Other genes involved in CMT1 include MPZ, which encodes myelin protein zero, another critical component of the myelin sheath. Mutations in MPZ can cause a similar demyelinating effect but often with different severity or progression rates. These genetic changes impair the Schwann cells’ ability to maintain the myelin, leading to nerve damage over time.
There is also an axonal form of CMT, called CMT2, where the primary problem lies in the nerve axons themselves rather than the myelin. In these cases, mutations affect genes responsible for the structure, transport, or metabolism within the nerve fibers. This leads to degeneration of the axons, which are the long projections of nerve cells that transmit signals to muscles and sensory organs. Because the axons are damaged, the nerve signals weaken, causing muscle wasting and sensory deficits.
Some rarer forms of CMT involve mutations in genes related to cellular stress responses, such as small heat shock proteins (HSPB1 and HSPB8). These proteins help protect nerve cells from damage by assisting in the proper folding and maintenance of other proteins. Mutations here can impair autophagy, a process that removes damaged cellular components, leading to accumulation of toxic materials and nerve cell dysfunction.
The genetic mutations causing CMT can be inherited in different patterns, including autosomal dominant, autosomal recessive, or X-linked inheritance, depending on the specific gene involved. This means the disease can be passed down from one or both parents or linked to the sex chromosomes, influencing who is affected and how severely.
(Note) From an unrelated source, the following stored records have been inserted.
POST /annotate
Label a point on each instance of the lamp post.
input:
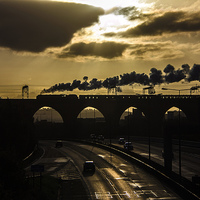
(179, 117)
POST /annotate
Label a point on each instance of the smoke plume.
(155, 77)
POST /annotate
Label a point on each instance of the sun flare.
(108, 4)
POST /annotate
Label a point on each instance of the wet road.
(190, 157)
(114, 178)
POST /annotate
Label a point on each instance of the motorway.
(190, 156)
(114, 178)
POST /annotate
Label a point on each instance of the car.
(59, 144)
(89, 166)
(121, 141)
(93, 136)
(128, 146)
(100, 138)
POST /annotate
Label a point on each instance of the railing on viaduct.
(112, 107)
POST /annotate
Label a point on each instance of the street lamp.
(179, 141)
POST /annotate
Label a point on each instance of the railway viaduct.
(111, 106)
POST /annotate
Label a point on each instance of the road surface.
(114, 178)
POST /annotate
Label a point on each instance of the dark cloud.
(106, 50)
(155, 77)
(170, 22)
(194, 73)
(36, 25)
(141, 49)
(132, 13)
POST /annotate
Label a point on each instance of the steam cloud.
(155, 77)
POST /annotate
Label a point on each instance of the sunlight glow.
(108, 4)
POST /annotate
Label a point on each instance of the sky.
(98, 46)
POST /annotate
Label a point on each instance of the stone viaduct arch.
(111, 106)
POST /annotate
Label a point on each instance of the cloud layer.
(36, 25)
(168, 22)
(155, 77)
(106, 50)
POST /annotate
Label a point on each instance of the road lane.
(190, 157)
(130, 181)
(115, 178)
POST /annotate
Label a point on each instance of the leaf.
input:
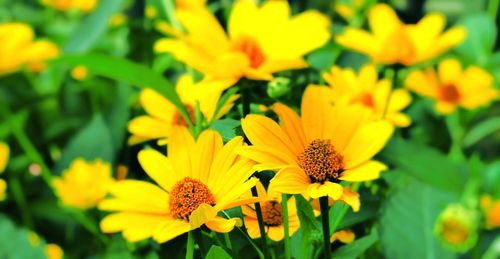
(93, 27)
(128, 72)
(92, 142)
(216, 252)
(407, 222)
(425, 164)
(482, 130)
(356, 248)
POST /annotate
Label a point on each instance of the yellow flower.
(314, 153)
(365, 89)
(84, 183)
(18, 48)
(197, 180)
(451, 86)
(261, 40)
(392, 41)
(65, 5)
(272, 214)
(162, 115)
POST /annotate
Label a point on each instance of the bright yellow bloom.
(365, 89)
(451, 86)
(65, 5)
(272, 214)
(261, 40)
(314, 153)
(18, 48)
(84, 183)
(392, 41)
(162, 115)
(197, 180)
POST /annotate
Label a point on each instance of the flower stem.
(325, 218)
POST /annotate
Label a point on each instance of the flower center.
(187, 195)
(321, 161)
(449, 93)
(179, 120)
(272, 213)
(251, 49)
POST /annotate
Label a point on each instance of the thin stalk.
(284, 208)
(325, 218)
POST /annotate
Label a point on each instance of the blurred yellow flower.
(162, 115)
(315, 152)
(261, 40)
(451, 86)
(365, 89)
(392, 41)
(84, 183)
(65, 5)
(272, 214)
(18, 48)
(197, 180)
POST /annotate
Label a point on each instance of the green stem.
(284, 208)
(325, 218)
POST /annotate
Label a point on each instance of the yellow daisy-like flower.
(83, 184)
(258, 42)
(65, 5)
(451, 86)
(392, 41)
(162, 115)
(365, 89)
(315, 152)
(272, 215)
(18, 48)
(197, 180)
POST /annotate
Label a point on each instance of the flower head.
(391, 41)
(314, 153)
(257, 44)
(451, 86)
(197, 180)
(272, 214)
(374, 94)
(84, 183)
(162, 115)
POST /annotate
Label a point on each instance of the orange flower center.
(187, 195)
(321, 161)
(272, 213)
(449, 93)
(250, 47)
(179, 120)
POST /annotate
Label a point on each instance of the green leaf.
(216, 252)
(93, 27)
(482, 130)
(128, 72)
(407, 222)
(92, 142)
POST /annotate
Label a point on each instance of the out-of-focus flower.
(491, 210)
(456, 227)
(18, 48)
(84, 183)
(451, 86)
(392, 41)
(197, 180)
(258, 43)
(315, 152)
(65, 5)
(162, 115)
(272, 215)
(365, 89)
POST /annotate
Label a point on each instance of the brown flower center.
(272, 213)
(187, 195)
(321, 161)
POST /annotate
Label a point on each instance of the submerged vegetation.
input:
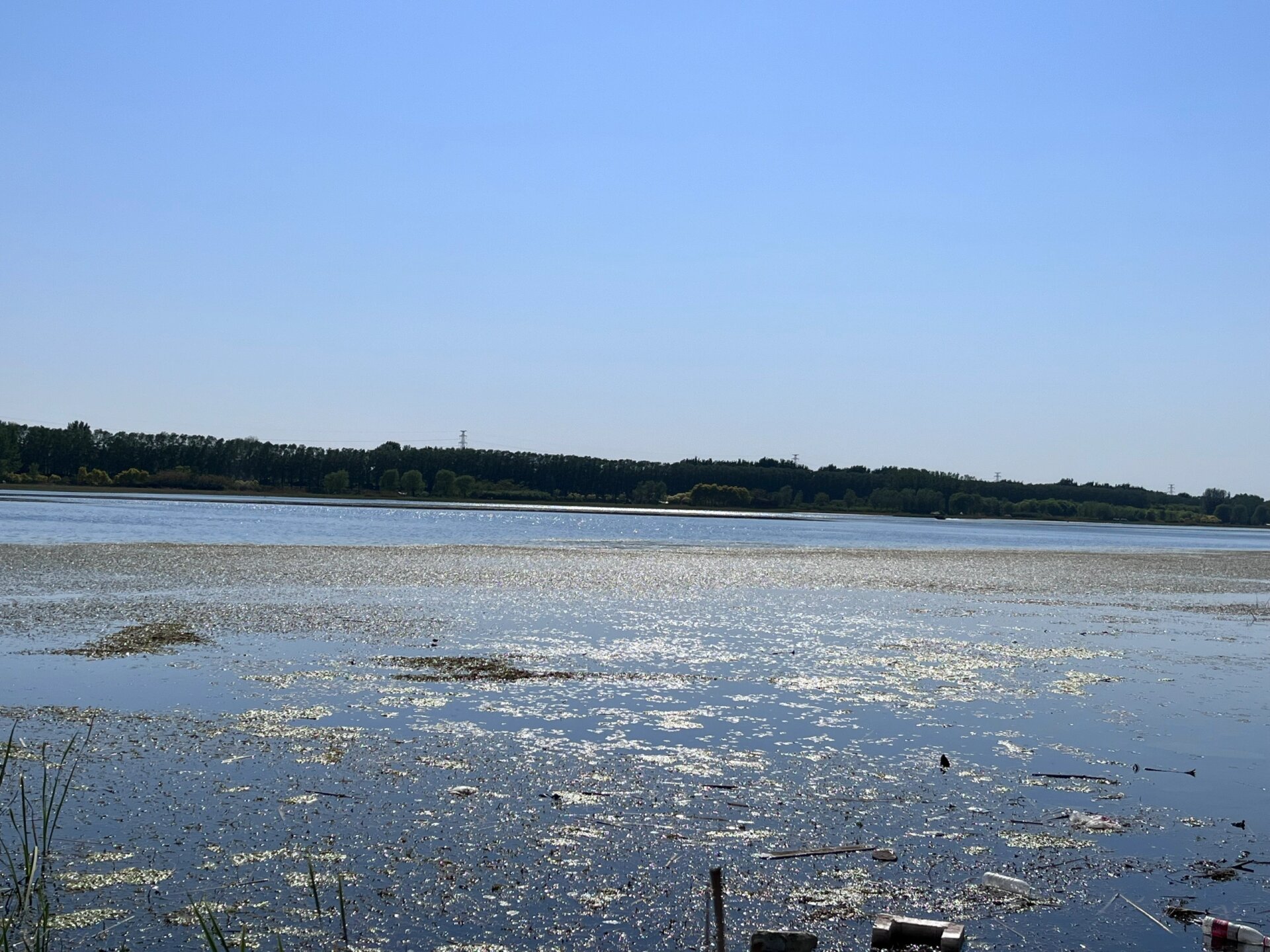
(151, 639)
(27, 833)
(466, 668)
(78, 455)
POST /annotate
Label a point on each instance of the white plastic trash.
(1095, 823)
(1223, 931)
(1007, 884)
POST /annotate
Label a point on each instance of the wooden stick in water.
(716, 889)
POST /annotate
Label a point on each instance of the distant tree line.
(79, 455)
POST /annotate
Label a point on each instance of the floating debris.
(128, 876)
(466, 668)
(151, 639)
(84, 918)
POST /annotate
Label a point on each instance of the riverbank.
(299, 496)
(507, 746)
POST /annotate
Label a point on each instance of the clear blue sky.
(973, 237)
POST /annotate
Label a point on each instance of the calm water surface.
(60, 517)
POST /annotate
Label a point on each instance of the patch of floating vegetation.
(469, 668)
(150, 639)
(189, 916)
(83, 918)
(111, 856)
(1021, 840)
(321, 856)
(127, 876)
(1076, 682)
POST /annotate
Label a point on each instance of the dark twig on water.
(1076, 777)
(826, 851)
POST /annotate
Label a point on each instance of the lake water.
(633, 699)
(63, 517)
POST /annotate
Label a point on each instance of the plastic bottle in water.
(1223, 931)
(1007, 884)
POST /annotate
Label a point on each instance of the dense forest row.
(83, 456)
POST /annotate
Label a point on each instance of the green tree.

In summary, Charcot-Marie-Tooth disease arises from genetic mutations that disrupt the normal biology of peripheral nerves, either by damaging the myelin sheath that insulates nerve fibers or by directly harming the nerve axons. These disruptions impair nerve signal transmission, leading to the characteristic muscle weakness, atrophy, and sensory loss seen in affected individuals. The complexity of the disease reflects the variety of genes and cellular processes involved in maintaining healthy peripheral nerves.